Journalist Bart Top schreef hierover later in zijn studie Moslims en Media-effecten: “Het is wellicht voor het eerst dat in een Nederlands kwaliteitsmedium zo heftig het perspectief van ‘wij-Nederlanders’ tegenover dat van ‘zij-moslims’ neergezet wordt.”

Top citeert ook het Parool dat in die tijd het verdwijnen van een taboe signaleeerde: ‘De Rushdie-affaire heeft in Nederland heel wat losgemaakt. Opeens wordt er hardop gekankerd op ‘de islamieten’ en niet alleen in extreem-rechtse kring. Een taboe op kwaadspreken lijkt gesneuveld.’ (Het Parool, 18/3/89)

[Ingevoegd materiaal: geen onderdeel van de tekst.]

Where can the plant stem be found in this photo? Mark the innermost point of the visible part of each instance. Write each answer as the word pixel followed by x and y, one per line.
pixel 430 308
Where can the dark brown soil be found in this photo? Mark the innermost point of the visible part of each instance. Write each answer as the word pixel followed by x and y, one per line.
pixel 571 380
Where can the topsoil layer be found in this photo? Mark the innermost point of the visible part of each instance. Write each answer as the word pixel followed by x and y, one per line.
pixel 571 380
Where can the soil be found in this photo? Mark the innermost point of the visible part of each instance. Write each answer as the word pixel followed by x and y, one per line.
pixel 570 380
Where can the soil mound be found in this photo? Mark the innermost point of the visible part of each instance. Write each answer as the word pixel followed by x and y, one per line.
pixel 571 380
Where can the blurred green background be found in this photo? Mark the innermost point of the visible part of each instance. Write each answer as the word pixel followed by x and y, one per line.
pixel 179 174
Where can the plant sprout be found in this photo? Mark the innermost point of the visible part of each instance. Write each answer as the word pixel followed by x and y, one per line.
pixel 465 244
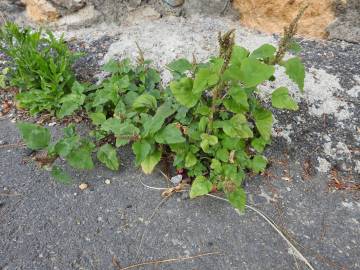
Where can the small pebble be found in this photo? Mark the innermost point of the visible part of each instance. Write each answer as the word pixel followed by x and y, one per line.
pixel 83 186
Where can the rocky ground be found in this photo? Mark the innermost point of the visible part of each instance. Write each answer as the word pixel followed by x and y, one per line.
pixel 311 189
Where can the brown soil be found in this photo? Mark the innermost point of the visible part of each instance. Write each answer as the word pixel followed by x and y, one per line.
pixel 272 15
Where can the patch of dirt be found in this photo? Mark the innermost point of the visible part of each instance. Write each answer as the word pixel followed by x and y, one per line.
pixel 273 15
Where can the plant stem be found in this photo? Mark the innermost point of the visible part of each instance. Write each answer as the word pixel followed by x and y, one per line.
pixel 226 46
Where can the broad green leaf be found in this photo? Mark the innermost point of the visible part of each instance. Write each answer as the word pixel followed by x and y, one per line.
pixel 149 163
pixel 240 97
pixel 210 138
pixel 216 165
pixel 112 125
pixel 280 99
pixel 204 78
pixel 65 146
pixel 145 101
pixel 296 71
pixel 60 175
pixel 77 87
pixel 232 106
pixel 80 158
pixel 238 199
pixel 104 95
pixel 200 186
pixel 190 160
pixel 141 150
pixel 97 118
pixel 69 131
pixel 155 123
pixel 67 108
pixel 254 72
pixel 203 124
pixel 237 127
pixel 263 122
pixel 180 65
pixel 258 164
pixel 295 47
pixel 70 103
pixel 263 52
pixel 35 137
pixel 107 155
pixel 207 140
pixel 222 154
pixel 183 92
pixel 120 108
pixel 169 135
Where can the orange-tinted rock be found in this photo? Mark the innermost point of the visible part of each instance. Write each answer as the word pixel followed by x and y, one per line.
pixel 41 10
pixel 272 16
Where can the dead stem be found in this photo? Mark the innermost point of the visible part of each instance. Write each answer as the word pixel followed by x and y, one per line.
pixel 116 264
pixel 226 43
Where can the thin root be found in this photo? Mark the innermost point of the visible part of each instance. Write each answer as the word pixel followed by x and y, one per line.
pixel 297 253
pixel 116 263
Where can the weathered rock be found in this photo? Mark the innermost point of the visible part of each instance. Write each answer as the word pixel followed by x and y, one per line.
pixel 82 18
pixel 272 16
pixel 51 10
pixel 142 14
pixel 41 10
pixel 69 5
pixel 347 25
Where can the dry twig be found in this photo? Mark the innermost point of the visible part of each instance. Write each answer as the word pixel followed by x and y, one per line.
pixel 116 263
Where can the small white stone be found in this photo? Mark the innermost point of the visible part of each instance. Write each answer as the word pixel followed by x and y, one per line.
pixel 83 186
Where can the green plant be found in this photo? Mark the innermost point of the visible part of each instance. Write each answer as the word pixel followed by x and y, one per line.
pixel 40 67
pixel 209 121
pixel 3 78
pixel 225 125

Ilhan Akel, destijds voorlichter van het Nederlands Centrum Buitenlanders (NCB) concludeerde in maart 1989 in een interview in De Waarheid:

“Het is toch frappant dat de brief die de islamitische organisaties aan Lubbers hadden gestuurd – waarin zij de oproep tot moord veroordeelden, evenals de boekverbranding – noch vóór de demonstratie, noch erna een rol in de berichtgeving heeft gespeeld. De media waren alleen geïnteresseerd in extremisten, zonder zich de vraag te stellen wat hun plaats is binnen de islamitische gemeenschap. (..)  Als je een willekeurige voorbijganger een extreem standpunt hoort verkondigen, dan zeg je toch ook niet dat dat dé mening van het Nederlandse volk is. In de delicate situatie die rond het boek van Rushdie was ontstaan, werd een beeld opgeroepen als zou de islam met het zwaard aan de grens klaar staan om het Nederlandse cultuurgoed te vernietigen.”

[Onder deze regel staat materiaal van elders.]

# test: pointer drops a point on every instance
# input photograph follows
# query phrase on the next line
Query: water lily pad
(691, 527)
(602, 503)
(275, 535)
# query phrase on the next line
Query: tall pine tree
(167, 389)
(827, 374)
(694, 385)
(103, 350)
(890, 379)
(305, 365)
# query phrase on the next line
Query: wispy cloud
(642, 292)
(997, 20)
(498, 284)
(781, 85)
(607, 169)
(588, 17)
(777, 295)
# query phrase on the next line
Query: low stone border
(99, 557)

Na de Rushdie-affaire toonden Nederlandse media meer belangstelling voor in Nederland woonachtige moslims. Dat gebeurde bijvoorbeeld tijdens de Eerste Golfoorlog, na het verschijnen van het boekje De ondergang van Nederland – land van naïeve dwazen van Mohamed Rasoel (pseudoniem van de variétéartiest (Mansoor) Zoka Fatah) of nadat toenmalig VVD-leider Bolkestein in Luzern had gesteld dat de Europese beschaving hoger staat dan de islamitische.

Onderzoek naar beeldvorming van moslims in de media

De Rushdie-affaire in 1989 is ook het startpunt van onderzoeken naar de wijze waarop over Nederlandse moslims in de media werd gesproken.

Dat begon met een doctoraalscriptie over de media ten tijde van de Rushdie-affaire van Fokko Minnema. Deze kwam volgens Bart Top onder andere tot de conclusie dat er sprake was van ‘morele paniek’. Hij onderscheidde zes verschillende fases waarin een groepje ‘fanatieke en schuimbekkende’ moslims op straat worden vereenzelvigd met ‘de’ islam die tegenover ‘de Nederlandse samenleving’ wordt gesteld. Uiteindelijk gaat de overheid met ‘de’ moslims praten, waardoor de gehele moslimgemeenschap ‘verantwoordelijk gesteld’ wordt voor de ongeregeldheden. Het patroon dat Minnema 30 jaar geleden signaleerde, zou zich in de jaren daarna nog vaak herhalen.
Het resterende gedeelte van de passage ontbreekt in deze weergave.